Семнадцать дней я провел в Диу, где в то время готовили к походу в сторону Меккского пролива две фусты {13}, долженствовавшие разведать, действительно ли на нас идет турецкая эскадра, чего в Индии немало опасались. Капитаном одной из них был мой приятель, и я решил попытать с ним счастья, поскольку он всячески заверял меня в своей дружбе и в том, что мне с ним легко будет за короткий срок изрядно разбогатеть, чего я тогда желал больше всего на свете. Поверив его обещаниям и соблазнившись этой надеждой, я не взвесил, сколь дорого зачастую обходится такое предприятие и какому риску я подвергаю свою жизнь. А между тем опасность была велика, как это стало ясно впоследствии из того, что с нами случилось в наказание за грехи наши, да и предпринято было плавание в неблагоприятное время года. Тем не менее я с другом моим отправился в поход на одном из этих судов, носившем название «Силвейра».
Итак, обе наши фусты вышли из крепости Диу и пустились в совместное плавание на исходе зимы, идя против муссонов в очень свежую погоду с обильными ливнями. Между островами Курия, Мурия и Абедалкурия, которые мы увидели издали, мы совершенно сбились с курса и считали себя уже погибшими. За неимением другого выхода мы повернули на зюйд-ост и по милости божьей неожиданно увидели оконечность острова Сакотора, где мы и стали в одной легуа от нашей крепости, воздвигнутой доном Франсиско де Алмейдой {14}, первым вице-королем Индии, когда в 1507 году он плыл из Португалии. Там мы пополнили запас воды и приобрели кое-какую провизию, которую, на наше счастье, нам продали христиане, живущие на этом острове, — потомки тех, кого в Индии и на Шароманделе крестил еще некогда святой Фома-апостол {15}.
От этого острова мы взяли курс на вход в пролив и за девять дней плавания при благоприятной погоде добрались до широты Масуа, где на заходе солнца приметили парус, за которым погнались с такой стремительностью, что уже к смене первой ночной вахты настигли его.

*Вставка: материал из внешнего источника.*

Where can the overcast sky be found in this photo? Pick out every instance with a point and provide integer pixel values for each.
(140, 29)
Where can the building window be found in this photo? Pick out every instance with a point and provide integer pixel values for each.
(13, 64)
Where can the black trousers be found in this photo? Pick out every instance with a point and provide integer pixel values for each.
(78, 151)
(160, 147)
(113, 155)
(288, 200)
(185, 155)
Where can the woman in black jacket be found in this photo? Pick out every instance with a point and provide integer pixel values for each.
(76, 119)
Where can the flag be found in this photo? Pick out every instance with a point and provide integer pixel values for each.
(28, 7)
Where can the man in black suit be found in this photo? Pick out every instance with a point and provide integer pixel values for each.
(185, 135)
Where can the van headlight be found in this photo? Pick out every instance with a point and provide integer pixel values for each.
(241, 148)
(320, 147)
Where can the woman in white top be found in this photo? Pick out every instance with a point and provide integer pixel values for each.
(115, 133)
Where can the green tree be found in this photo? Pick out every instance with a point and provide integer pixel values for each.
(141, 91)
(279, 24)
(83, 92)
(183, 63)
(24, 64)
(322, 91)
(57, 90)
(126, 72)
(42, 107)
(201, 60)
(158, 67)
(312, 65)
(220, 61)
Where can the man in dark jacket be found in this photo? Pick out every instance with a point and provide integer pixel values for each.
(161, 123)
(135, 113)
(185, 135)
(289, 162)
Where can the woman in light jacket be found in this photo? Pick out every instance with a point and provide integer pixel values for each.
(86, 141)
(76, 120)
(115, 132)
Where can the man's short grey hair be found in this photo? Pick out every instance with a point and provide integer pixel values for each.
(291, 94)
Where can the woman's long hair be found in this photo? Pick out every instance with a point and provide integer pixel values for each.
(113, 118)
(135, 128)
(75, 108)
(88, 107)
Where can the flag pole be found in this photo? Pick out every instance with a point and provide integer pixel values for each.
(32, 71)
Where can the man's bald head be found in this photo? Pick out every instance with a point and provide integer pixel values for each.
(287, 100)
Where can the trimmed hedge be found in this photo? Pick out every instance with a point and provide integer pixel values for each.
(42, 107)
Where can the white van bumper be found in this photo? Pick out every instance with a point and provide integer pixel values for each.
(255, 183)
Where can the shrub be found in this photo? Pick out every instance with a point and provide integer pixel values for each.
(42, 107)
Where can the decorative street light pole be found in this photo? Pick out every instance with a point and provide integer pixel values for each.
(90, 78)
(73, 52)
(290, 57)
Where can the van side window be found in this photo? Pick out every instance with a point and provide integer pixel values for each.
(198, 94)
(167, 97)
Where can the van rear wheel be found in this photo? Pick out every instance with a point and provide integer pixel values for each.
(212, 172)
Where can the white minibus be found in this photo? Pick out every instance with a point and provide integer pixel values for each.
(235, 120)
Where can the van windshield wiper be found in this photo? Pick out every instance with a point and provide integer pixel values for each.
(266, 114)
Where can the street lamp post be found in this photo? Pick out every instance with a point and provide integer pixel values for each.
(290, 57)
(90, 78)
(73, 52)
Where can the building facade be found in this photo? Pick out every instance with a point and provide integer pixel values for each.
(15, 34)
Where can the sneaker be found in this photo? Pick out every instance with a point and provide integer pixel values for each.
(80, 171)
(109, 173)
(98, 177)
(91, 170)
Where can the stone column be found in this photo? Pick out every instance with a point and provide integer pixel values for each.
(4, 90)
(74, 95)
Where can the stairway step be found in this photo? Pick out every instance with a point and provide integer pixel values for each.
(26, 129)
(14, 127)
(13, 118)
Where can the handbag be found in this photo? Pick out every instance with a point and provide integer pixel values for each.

Мы рассчитывали по-дружески побеседовать с капитаном этого судна и получить от него сведения о турецкой эскадре, о том, вышла ли она из Суэца и вообще что о ней известно. Но ответ, который мы получили, был весьма далек от того, который мы ожидали, ибо они, не говоря ни слова, ошеломили нас двенадцатью ядрами, кои выпустили по нашему судну, — из них пять было каменных и железных из фальконетов, а семь из трехфунтовых пушек; я не говорю уже о многочисленных выстрелах из аркебузов. Время от времени они испускали громкие крики и свист, размахивая перед нами своими чепцами и флажками, а с площадки кормовой надстройки показывали нам обнаженные сабли и выделывали ими всякие приемы, словно приглашая приблизиться и вступить с ними в рукопашную.

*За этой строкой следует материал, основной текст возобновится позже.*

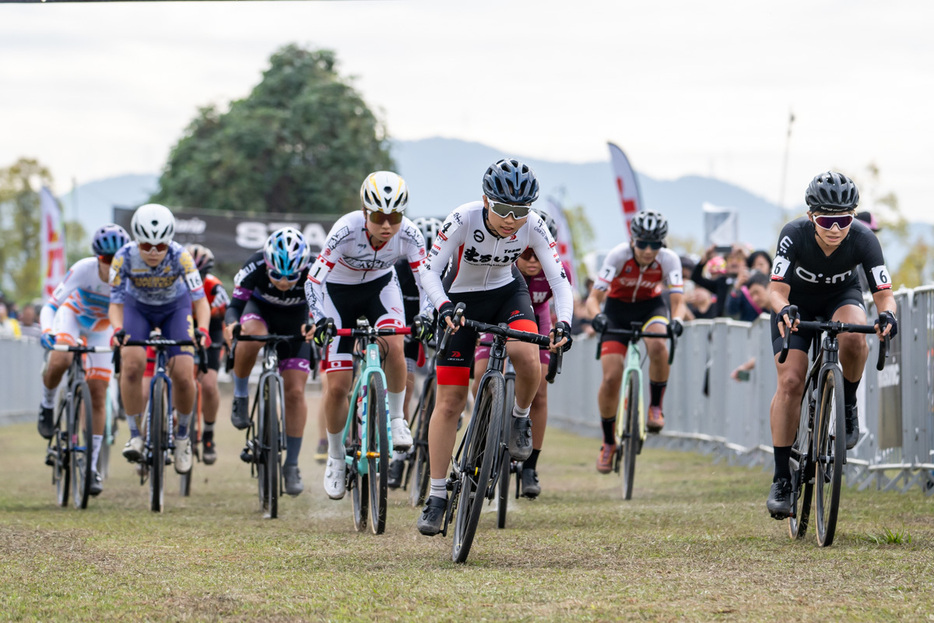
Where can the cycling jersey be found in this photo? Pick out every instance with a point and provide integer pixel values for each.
(629, 282)
(84, 293)
(483, 261)
(172, 278)
(252, 282)
(803, 265)
(349, 258)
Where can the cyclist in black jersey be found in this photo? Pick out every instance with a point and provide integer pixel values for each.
(814, 275)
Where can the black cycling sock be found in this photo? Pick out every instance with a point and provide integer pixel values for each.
(849, 392)
(657, 392)
(609, 431)
(782, 469)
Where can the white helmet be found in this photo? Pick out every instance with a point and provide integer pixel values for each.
(153, 223)
(384, 191)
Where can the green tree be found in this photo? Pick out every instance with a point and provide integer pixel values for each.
(20, 261)
(301, 142)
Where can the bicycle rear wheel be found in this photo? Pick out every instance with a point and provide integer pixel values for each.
(158, 438)
(802, 466)
(357, 479)
(377, 452)
(506, 463)
(81, 444)
(420, 467)
(830, 453)
(476, 464)
(631, 437)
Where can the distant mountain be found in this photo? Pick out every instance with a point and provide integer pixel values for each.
(444, 173)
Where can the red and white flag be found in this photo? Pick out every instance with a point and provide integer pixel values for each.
(52, 242)
(626, 185)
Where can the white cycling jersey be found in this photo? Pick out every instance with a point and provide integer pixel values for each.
(348, 257)
(483, 261)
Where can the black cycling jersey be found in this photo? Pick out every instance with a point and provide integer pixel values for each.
(252, 282)
(804, 266)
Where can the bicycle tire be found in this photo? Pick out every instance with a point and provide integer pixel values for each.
(158, 434)
(271, 445)
(377, 424)
(81, 444)
(631, 439)
(61, 468)
(357, 480)
(506, 463)
(830, 453)
(421, 466)
(476, 464)
(802, 466)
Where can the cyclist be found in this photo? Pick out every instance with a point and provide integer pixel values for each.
(268, 299)
(485, 238)
(78, 309)
(155, 284)
(218, 299)
(540, 292)
(353, 277)
(814, 275)
(411, 299)
(630, 282)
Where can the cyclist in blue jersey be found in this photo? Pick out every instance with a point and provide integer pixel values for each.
(156, 284)
(78, 309)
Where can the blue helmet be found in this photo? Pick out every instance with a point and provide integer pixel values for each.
(108, 239)
(510, 181)
(286, 251)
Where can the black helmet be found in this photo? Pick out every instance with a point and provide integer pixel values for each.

Сначала их дерзость нас несколько смутила, но после того как наши капитаны посовещались между собой и с солдатами относительно того, как лучше поступить в этом случае, мнения сошлись на том, что враг не так уж силен и следует приложить все усилия, чтобы нанести ему возможно больший урон нашей артиллерией, пока не наступит утро, ибо тогда нам будет легче и безопасней взять его на абордаж. Так и было сделано. И угодно было господу нашему, чтобы, когда мы прогонялись за ним остаток ночи, он на рассвете сам сдался нам, после того как из экипажа в восемьдесят человек на нем было убито шестьдесят четыре. А те, что остались в живых, почти все побросались в море, почитая, что лучше утонуть, нежели сгореть от горшков с порохом, которые мы в них метали. Таким образом, из восьмидесяти уцелело не более пяти тяжелораненых, из коих один был капитан.
Когда его подвергли пытке, он признался, что идет из Жуды, где проживает, и что эскадра Великого Турка уже вышла из Суэца {16}с намерением захватить Аден и заложить там крепость, прежде чем будет предпринято что-либо против Индии, потому что таков был один из пунктов наказа командующему флотом каирскому паше, каковой наказ Великий Турок выслал ему из Константинополя. Кроме этого, он сообщил нам еще много частностей, представлявших для нас несомненную важность. Между прочим, он признался, что он — ренегат, уроженец Серденьи на Майорке, сын купца по имени Пауло Андреса и что лишь четыре года назад перешел в магометанство из-за любви к одной гречанке, мусульманской веры, на которой после женился. Оба капитана стали предлагать ему вновь обратиться к истинной вере и сделаться христианином. От этого он отказался так решительно и с таким безрассудством, словно родился и воспитался в этой проклятой вере и всю жизнь одну ее только и знал.